Re: [PATCH v2 2/2] fuse: remove tmp folio for writebacks and internal rb tree

Joanne Koong <joannelkoong@xxxxxxxxx> · Thu, 24 Oct 2024 09:54:55 -0700

On Mon, Oct 21, 2024 at 2:05 PM Joanne Koong <joannelkoong@xxxxxxxxx> wrote:
>
> On Mon, Oct 21, 2024 at 3:15 AM Miklos Szeredi <miklos@xxxxxxxxxx> wrote:
> >
> > On Fri, 18 Oct 2024 at 07:31, Shakeel Butt <shakeel.butt@xxxxxxxxx> wrote:
> >
> > > I feel like this is too much restrictive and I am still not sure why
> > > blocking on fuse folios served by non-privileges fuse server is worse
> > > than blocking on folios served from the network.
> >
> > Might be.  But historically fuse had this behavior and I'd be very
> > reluctant to change that unconditionally.
> >
> > With a systemwide maximal timeout for fuse requests it might make
> > sense to allow sync(2), etc. to wait for fuse writeback.
> >
> > Without a timeout allowing fuse servers to block sync(2) indefinitely
> > seems rather risky.
>
> Could we skip waiting on writeback in sync(2) if it's a fuse folio?
> That seems in line with the sync(2) documentation Jingbo referenced
> earlier where it states "The writing, although scheduled, is not
> necessarily complete upon return from sync()."
> https://pubs.opengroup.org/onlinepubs/9699919799/functions/sync.html
>

So I think the answer to this is "no" for Linux. What the Linux man
page for sync(2) says:

"According to the standard specification (e.g., POSIX.1-2001), sync()
schedules the writes, but may return before the actual writing is
done.  However Linux waits for I/O completions, and thus sync() or
syncfs() provide the same guarantees as fsync() called on every file
in the system or filesystem respectively." [1]

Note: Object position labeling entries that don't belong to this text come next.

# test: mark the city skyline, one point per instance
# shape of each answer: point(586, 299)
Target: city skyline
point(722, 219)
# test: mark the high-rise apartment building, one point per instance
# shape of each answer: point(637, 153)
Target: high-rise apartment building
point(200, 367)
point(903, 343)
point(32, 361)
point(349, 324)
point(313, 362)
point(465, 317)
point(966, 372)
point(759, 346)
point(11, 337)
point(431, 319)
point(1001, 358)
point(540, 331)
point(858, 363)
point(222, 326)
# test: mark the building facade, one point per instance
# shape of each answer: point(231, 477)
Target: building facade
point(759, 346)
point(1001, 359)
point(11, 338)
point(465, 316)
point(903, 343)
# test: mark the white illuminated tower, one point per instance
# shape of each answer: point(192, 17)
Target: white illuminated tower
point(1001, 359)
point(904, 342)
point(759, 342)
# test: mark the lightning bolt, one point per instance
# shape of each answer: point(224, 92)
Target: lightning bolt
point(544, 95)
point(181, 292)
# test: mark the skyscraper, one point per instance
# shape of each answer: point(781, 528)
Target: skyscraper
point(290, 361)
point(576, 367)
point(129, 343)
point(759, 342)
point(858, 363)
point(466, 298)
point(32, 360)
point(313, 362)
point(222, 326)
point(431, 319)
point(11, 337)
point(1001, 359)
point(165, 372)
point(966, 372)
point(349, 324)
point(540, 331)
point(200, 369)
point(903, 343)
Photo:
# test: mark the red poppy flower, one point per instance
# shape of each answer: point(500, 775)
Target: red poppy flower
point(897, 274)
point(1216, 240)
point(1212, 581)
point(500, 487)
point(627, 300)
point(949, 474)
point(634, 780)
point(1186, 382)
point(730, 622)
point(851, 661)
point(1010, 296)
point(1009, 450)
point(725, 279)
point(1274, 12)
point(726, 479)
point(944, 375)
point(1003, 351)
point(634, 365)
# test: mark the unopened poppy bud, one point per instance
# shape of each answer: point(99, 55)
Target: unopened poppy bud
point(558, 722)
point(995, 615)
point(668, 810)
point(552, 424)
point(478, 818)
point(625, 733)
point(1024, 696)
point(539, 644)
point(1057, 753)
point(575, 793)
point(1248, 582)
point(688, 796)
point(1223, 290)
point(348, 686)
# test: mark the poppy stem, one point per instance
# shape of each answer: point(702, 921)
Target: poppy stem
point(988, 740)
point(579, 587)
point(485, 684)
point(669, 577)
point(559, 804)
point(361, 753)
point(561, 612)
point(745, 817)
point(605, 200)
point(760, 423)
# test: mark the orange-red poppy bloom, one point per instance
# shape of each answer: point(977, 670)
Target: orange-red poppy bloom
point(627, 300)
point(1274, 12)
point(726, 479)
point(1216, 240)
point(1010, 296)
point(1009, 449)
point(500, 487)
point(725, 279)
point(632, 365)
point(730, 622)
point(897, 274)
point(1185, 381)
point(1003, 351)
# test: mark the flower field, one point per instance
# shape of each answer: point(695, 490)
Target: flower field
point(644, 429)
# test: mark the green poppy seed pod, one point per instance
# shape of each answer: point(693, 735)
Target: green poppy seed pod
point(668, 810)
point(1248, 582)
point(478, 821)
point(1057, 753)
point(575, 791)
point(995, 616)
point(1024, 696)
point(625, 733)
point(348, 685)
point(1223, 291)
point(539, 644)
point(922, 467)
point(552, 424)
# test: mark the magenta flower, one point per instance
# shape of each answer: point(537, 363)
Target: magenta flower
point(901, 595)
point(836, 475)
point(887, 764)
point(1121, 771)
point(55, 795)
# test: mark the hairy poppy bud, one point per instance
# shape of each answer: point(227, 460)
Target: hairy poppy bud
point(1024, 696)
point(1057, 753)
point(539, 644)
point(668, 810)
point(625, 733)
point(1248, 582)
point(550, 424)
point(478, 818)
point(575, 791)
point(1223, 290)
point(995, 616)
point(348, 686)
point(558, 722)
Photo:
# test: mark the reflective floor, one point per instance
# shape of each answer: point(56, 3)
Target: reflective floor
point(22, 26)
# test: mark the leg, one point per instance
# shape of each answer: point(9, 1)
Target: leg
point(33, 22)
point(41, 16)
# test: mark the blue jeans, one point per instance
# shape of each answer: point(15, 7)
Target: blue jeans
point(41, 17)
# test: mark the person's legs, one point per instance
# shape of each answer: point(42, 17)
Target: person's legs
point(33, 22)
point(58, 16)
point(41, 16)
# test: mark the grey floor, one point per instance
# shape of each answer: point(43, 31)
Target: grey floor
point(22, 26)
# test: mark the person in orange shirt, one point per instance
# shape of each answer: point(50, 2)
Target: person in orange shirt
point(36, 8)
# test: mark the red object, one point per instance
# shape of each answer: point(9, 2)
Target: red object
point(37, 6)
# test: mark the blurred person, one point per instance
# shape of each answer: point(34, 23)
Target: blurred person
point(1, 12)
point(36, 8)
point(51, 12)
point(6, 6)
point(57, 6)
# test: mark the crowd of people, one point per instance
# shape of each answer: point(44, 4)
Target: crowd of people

Regardless of the compaction / page migration issue then, this
blocking sync(2) is a dealbreaker.

I see two workarounds around this:

1) Optimistically skip the tmp page but add a timeout where if the
server doesn't reply to the writeback in X seconds, then allocate the
tmp folio and clear writeback immediately on the original folio).
This would address any page migration deadlocks as well. And probably
we don't need the reclaim patch either then, since that could also be
handled by the timeout.
This would make 99% of writebacks fast but in the case of a malicious
fuse server, could make sync() and page migration wait an extra X
seconds.

2) Only skip the tmp folio for privileged fuse servers (we'd still
need to address the page migration path)

Would love to hear thoughts on this. Should we go ahead with option 1?

[1] https://man7.org/linux/man-pages/man2/sync.2.html

>
> Thanks,
> Joanne
> >
> > Thanks,
> > Miklos